But somebody had recommended an app called Timeshifter, designed to help you gradually shift your sleep patterns so that when you arrived in another part of the world, you’d be adjusted to the local time and free of jet lag. Besides, there was a free trial, so what did I have to lose?
How Does Timeshifter work?
Your body works according to its own internal clock, something called a circadian rhythm, influenced by your sleep patterns and exposure to natural light. Normally, it finds its own equilibrium with our local clocks, but when you abruptly find yourself in a new time zone, your circadian rhythm is all out of whack.
It takes a while to adjust gradually over the next few days. Larger differences in time take longer. In the meantime, this jet lag can make you feel nauseous and overly tired. It’s not fun, and it can put a damper on a vacation.

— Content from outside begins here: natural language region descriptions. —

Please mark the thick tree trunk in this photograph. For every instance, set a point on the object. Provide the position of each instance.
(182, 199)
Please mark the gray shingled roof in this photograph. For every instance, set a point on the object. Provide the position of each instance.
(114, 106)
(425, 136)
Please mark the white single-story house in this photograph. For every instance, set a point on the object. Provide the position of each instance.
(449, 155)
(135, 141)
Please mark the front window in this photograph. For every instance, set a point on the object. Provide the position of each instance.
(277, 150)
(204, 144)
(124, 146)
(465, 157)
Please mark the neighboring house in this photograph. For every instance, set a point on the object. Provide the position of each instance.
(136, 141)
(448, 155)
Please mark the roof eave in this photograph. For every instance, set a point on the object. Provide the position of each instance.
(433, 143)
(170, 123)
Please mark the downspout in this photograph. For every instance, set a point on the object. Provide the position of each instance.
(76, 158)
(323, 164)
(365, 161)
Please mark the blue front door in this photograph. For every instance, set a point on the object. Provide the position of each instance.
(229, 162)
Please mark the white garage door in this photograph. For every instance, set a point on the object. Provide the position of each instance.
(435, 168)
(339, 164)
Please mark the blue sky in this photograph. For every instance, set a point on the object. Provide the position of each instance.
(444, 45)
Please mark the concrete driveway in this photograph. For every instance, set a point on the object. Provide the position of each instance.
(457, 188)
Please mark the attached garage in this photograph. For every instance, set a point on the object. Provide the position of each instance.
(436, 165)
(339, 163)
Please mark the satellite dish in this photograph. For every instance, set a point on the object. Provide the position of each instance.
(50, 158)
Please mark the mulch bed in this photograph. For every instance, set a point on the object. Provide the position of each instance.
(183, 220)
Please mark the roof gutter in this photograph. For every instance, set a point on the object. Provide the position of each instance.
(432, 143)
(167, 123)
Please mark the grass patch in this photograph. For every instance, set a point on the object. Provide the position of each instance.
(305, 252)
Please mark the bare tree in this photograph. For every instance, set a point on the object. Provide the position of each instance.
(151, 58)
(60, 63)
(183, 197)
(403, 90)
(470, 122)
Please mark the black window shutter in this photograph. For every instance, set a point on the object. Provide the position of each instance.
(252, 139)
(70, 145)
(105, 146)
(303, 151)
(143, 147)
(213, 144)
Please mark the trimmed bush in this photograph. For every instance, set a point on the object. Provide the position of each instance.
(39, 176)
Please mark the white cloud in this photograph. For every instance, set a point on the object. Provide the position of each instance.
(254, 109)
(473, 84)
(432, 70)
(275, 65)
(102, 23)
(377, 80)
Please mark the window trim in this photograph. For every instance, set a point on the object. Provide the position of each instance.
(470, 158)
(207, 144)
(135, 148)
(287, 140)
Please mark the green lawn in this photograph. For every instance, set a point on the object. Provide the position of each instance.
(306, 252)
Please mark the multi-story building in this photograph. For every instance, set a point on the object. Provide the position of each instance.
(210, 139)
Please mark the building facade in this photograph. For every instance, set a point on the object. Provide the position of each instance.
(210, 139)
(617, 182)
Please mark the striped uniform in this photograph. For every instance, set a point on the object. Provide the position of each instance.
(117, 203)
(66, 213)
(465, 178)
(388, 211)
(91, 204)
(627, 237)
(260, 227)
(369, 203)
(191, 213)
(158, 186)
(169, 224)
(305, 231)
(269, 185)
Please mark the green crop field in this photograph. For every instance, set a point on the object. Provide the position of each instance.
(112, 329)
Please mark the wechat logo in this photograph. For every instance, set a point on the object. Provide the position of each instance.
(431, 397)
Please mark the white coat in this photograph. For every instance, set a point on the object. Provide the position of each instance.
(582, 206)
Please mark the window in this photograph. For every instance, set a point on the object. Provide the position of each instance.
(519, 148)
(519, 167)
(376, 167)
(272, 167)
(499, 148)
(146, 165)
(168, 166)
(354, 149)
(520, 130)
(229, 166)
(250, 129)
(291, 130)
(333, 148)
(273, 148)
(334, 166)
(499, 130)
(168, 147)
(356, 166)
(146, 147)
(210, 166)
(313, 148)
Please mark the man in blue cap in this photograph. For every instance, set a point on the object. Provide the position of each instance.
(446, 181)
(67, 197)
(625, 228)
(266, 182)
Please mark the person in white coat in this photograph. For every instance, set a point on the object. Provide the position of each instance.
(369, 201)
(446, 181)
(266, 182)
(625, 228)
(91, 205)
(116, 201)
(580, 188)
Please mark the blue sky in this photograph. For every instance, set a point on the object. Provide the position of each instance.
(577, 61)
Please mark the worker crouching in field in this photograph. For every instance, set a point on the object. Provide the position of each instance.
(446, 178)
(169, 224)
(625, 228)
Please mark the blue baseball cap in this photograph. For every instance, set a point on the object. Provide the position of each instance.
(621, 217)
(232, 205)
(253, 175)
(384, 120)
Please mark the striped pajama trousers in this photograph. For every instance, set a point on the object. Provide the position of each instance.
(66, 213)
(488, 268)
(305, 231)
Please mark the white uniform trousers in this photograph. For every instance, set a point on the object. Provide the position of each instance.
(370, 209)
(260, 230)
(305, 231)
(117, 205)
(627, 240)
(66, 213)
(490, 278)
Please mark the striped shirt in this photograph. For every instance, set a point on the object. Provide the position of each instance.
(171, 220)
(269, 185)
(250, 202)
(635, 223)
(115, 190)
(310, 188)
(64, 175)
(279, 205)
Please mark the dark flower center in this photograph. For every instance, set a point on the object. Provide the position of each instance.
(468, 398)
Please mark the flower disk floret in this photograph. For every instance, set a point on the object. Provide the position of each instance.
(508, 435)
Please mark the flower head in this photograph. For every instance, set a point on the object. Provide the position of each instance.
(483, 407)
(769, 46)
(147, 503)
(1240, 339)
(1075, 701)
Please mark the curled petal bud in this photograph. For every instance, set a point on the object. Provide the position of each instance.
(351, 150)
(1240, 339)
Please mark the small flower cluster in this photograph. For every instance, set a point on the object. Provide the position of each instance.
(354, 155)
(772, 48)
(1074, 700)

Timeshifter works by taking all the work out of determining how you should adjust your sleep schedule in the days leading up to your trip. You input your flight details, including your departure date, starting location, and destination. Then you put in when you normally go to bed, and for how long you typically sleep each night.
The app then comes up with a schedule that tells you that X number of days before you leave, you should go to bed at Y time. Then the next day, a little earlier. And so on. It builds out an entire sleep schedule for you to follow so that your body’s circadian rhythm begins adjusting before you even arrive at the airport. When you land in your destination, jet lag is minimized because you’re already adjusted to the time difference.
Did it work? It didn’t set off any gigantic light bulb moments for me, but then again, I was waking up a decent-for-me time of 9 a.m. local time in Amsterdam, something I’d never done on past trips. No nausea, no fatigue, and no uptake in the amount of caffeine I drank each day. It just took about a week of slowly shifting my bedtime earlier and earlier each day before I left New York.
Unlike a lot of free trials for, well, everything, Timeshifter doesn’t limit you to a particular length of time before it sticks its hand out and demands pay. You get one trip to try it out. That’s a split blessing. You get one complete trip out of it, so you get the app’s full effect for the duration, not some abbreviated version.
But then you only get the one trip. If you want to see how well it does at helping you adjust when you’re making the return journey on your trip back home, you’ll have to fork over either $10 per trip or $25 for an unlimited number of trips for a year.